Le gouvernement et la majorité parlementaire auront eu raison de s’obstiner et de revenir à la première version du projet de loi d’orientation et de programmation pour la performance de la sécurité intérieure (Loppsi). Défiant les pronostics, les sages du Conseil constitutionnel ont validé jeudi soir l’article 4 du projet de loi, qui prévoit l’obligation pour les fournisseurs d’accès à Internet de bloquer « sans délai » l’accès aux sites à caractère pédopornographique dont la liste leur sera communiquée par l’administration policière, sans contrôle du juge.
C’est une surprise car comme nous l’avions rappelé dans un précédent article sur la saisine du Conseil constitutionnel, les sages n’avaient accepté le principe d’un filtrage dans la loi Hadopi que dans la mesure où « la « juridiction saisie » ne prononce « que les mesures strictement nécessaires à la préservation des droits en cause« . Or il n’y avait dans l’article 4 soumis au Conseil ni l’intervention d’une juridiction, ni contrôle de la proportionnalité du filtrage, qui est une obligation de résultat et non de moyens. « Sauf à ce que le Conseil constitutionnel juge que la lutte contre la pédopornographie justifie toutes les atteintes aux autres droits fondamentaux, le texte devrait en toute logique être censuré« , avions nous écrit. Or c’est ce qui s’est passé.

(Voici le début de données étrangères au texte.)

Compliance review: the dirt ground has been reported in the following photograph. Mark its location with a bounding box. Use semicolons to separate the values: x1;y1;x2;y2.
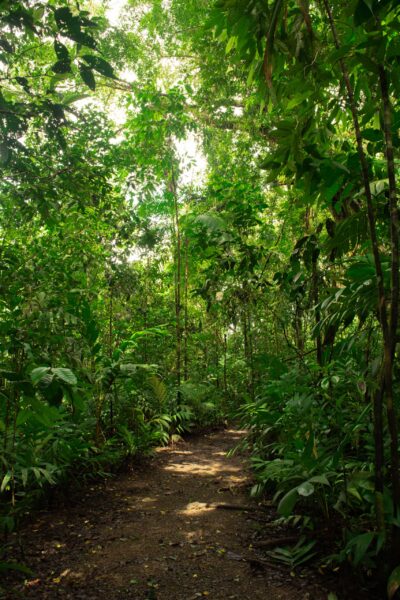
1;430;376;600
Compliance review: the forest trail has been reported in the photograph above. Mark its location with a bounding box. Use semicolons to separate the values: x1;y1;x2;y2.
8;430;327;600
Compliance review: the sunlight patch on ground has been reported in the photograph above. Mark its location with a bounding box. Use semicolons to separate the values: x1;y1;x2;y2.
177;502;215;517
164;460;240;477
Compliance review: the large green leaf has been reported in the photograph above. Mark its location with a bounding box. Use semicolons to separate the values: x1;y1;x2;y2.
53;367;78;386
387;565;400;600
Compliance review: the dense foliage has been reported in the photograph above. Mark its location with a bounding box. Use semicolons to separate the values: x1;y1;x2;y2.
0;0;400;595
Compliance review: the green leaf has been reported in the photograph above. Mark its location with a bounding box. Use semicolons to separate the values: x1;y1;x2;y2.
53;367;78;386
54;40;69;61
297;481;315;497
308;475;330;485
82;54;115;79
51;58;71;74
354;0;373;27
31;367;51;385
387;565;400;600
79;63;96;91
0;473;11;492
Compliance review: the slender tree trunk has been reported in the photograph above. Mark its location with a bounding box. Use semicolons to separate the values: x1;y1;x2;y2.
224;333;228;395
246;307;255;400
183;237;189;381
379;66;400;550
323;0;400;544
312;250;322;367
169;165;182;404
108;282;114;430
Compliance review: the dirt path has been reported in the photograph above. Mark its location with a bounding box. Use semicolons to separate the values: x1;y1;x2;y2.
7;430;327;600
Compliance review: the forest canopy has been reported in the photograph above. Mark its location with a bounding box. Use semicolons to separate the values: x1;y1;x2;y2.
0;0;400;597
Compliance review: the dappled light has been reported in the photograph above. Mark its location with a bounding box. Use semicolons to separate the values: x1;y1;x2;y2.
0;0;400;600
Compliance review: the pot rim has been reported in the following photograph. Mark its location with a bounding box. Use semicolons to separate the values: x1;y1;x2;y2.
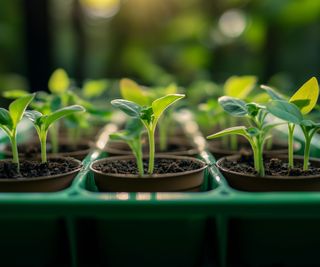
216;155;320;181
90;154;207;181
0;157;83;183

Pour justifier sa décision, le Conseil affirme que « ces dispositions assurent une conciliation qui n’est pas disproportionnée entre l’objectif de valeur constitutionnelle de sauvegarde de l’ordre public et la liberté de communication garantie par l’article 11 de la Déclaration des droits de l’homme et du citoyen de 1789« . Il reprend la dialectique du gouvernement en écrivant que la possibilité pour l’administration d’exiger le blocage d’un site existe « pour la protection des utilisateurs d’internet« , et non contre eux, et rappelle que le blocage n’est possible que « dans la mesure où (les sites bloqués) diffusent des images de pornographie infantile« . Les sages réfutent également l’absence de contrôle judiciaire puisque « la décision de l’autorité administrative est susceptible d’être contestée à tout moment et par toute personne intéressée devant la juridiction compétente, le cas échéant en référé« . C’est-à-dire que le Conseil constitutionnel se contente d’un contrôle a posteriori sur saisine, et ignore (ou fait semblant d’ignorer) que les sites impactés injustement peuvent ne pas le savoir, ou être situés à l’étranger où le recours au juge administratif se fera plus difficilement. La question de la réparation des surblocages posera inévitablement problème.

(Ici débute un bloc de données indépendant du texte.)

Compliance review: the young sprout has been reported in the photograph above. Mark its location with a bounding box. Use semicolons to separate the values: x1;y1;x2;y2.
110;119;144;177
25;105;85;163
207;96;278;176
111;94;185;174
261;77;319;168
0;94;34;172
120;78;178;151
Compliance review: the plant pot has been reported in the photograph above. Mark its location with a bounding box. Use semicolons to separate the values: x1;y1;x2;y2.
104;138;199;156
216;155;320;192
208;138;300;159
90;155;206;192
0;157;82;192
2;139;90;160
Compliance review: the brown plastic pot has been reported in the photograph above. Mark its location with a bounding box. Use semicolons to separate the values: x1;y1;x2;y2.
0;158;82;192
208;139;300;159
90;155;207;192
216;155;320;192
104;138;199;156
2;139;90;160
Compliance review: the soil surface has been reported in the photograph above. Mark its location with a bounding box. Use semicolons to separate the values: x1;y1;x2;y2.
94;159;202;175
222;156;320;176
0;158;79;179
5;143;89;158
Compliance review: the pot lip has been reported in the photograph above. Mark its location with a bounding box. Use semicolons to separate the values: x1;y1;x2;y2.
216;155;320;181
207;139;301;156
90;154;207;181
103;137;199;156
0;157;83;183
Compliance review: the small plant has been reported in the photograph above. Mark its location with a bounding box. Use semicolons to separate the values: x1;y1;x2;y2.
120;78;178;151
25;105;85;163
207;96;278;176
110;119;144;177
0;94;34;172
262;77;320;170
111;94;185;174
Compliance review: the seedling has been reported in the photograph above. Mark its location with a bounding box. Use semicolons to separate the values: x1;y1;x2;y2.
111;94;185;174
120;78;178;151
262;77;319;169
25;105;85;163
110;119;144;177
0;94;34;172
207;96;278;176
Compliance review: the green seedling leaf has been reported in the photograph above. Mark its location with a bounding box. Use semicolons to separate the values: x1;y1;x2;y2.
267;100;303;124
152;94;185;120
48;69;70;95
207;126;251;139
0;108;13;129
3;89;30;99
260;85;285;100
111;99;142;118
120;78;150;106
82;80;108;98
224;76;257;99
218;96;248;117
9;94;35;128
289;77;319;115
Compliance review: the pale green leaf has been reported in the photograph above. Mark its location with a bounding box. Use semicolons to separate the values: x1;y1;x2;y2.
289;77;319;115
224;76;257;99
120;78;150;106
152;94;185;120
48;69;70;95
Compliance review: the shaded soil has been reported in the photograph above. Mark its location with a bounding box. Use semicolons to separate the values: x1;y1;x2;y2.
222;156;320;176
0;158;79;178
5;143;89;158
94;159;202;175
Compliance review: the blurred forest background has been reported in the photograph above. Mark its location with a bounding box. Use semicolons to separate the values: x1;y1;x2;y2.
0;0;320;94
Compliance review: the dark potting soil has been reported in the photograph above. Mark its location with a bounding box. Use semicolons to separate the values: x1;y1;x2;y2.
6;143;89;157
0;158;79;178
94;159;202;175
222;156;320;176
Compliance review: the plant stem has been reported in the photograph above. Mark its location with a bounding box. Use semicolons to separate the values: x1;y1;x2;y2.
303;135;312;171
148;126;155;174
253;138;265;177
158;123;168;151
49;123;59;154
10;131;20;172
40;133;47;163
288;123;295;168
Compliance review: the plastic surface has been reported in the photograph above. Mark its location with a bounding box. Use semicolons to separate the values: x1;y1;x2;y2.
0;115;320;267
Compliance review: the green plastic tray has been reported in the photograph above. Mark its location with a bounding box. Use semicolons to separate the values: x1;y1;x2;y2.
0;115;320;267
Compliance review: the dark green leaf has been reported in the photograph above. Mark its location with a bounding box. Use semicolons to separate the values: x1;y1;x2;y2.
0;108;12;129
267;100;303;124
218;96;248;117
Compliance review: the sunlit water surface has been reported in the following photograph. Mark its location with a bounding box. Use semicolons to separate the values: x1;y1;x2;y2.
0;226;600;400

Assez logiquement, le Conseil n’a pas voulu s’intéresser à l’inefficacité technique du filtrage, puisque ça n’est son rôle d’apprécier la pertinence des choix du législateur. Il a aussi noté que le blocage des sites donnerait lieu à indemnisation des FAI par l’Etat, ce qui est conforme à sa jurisprudence.

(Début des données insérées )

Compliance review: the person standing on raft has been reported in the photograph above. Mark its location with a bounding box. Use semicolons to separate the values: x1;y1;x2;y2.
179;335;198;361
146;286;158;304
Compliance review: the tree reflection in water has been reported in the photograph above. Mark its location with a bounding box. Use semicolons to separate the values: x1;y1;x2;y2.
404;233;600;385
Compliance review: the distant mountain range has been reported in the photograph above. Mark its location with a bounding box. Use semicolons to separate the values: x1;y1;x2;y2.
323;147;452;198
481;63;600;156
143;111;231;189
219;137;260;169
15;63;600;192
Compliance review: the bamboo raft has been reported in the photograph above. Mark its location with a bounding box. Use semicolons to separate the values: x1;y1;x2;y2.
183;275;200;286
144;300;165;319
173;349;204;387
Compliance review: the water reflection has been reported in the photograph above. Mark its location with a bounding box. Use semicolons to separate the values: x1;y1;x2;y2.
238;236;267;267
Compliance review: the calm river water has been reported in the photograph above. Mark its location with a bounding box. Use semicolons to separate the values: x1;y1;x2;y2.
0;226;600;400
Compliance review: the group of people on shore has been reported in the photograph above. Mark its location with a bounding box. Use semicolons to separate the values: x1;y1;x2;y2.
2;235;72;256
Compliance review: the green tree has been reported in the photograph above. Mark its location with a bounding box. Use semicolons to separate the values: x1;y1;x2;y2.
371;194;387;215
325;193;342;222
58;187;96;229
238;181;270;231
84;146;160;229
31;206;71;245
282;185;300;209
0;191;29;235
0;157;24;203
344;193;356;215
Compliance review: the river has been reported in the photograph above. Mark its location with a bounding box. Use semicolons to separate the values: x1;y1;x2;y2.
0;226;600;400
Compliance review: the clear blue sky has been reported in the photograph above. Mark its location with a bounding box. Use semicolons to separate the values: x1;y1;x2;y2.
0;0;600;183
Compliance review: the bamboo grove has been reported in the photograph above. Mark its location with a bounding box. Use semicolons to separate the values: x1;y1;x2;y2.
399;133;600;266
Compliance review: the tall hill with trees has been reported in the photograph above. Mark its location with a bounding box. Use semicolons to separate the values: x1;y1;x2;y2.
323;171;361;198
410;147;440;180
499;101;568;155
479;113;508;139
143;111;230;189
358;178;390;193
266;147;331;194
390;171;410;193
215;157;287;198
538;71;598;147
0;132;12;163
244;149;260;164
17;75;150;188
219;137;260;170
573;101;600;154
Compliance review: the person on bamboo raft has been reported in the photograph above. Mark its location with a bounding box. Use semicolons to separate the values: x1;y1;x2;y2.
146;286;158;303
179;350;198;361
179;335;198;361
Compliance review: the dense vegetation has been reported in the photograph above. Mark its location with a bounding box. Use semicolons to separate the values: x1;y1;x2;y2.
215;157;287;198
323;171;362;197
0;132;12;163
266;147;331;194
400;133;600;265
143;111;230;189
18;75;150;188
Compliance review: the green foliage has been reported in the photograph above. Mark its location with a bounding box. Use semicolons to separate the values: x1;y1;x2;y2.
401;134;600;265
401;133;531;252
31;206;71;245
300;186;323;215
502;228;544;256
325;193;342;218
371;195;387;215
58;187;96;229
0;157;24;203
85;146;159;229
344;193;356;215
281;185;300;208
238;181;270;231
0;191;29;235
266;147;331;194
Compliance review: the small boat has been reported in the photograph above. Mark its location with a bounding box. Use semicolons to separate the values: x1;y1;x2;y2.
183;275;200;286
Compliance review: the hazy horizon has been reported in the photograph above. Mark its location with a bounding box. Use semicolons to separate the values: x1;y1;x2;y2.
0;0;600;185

Ainsi le filtrage en tant que mesure obligatoire imposée par l’administration, sans vérification préalable du caractère illicite des sites à bloquer, fait son entrée dans le droit français. La crainte, désormais, est de voir la brèche exploitée par le législateur pour étendre le filtrage sans juge à d’autres domaines que la lutte contre la pédopornographie. Sur ce point, le commentaire aux Cahiers (.pdf) du Conseil constitutionnel est un peu rassurant, même s’il ne constitue absolument pas une garantie. Il prévient en effet qu’avec cette mesure de filtrage « il s’agit de lutter contre l’exploitation sexuelle des mineurs, ce qui peut justifier des mesures que la préservation de la propriété intellectuelle ne peut fonder« . Un projet de loi qui étendrait le filtrage au blocage de sites pirates serait donc a priori rejeté. D’autres domaines pourraient en revanche être acceptés, notamment ceux qui touchent à la santé publique.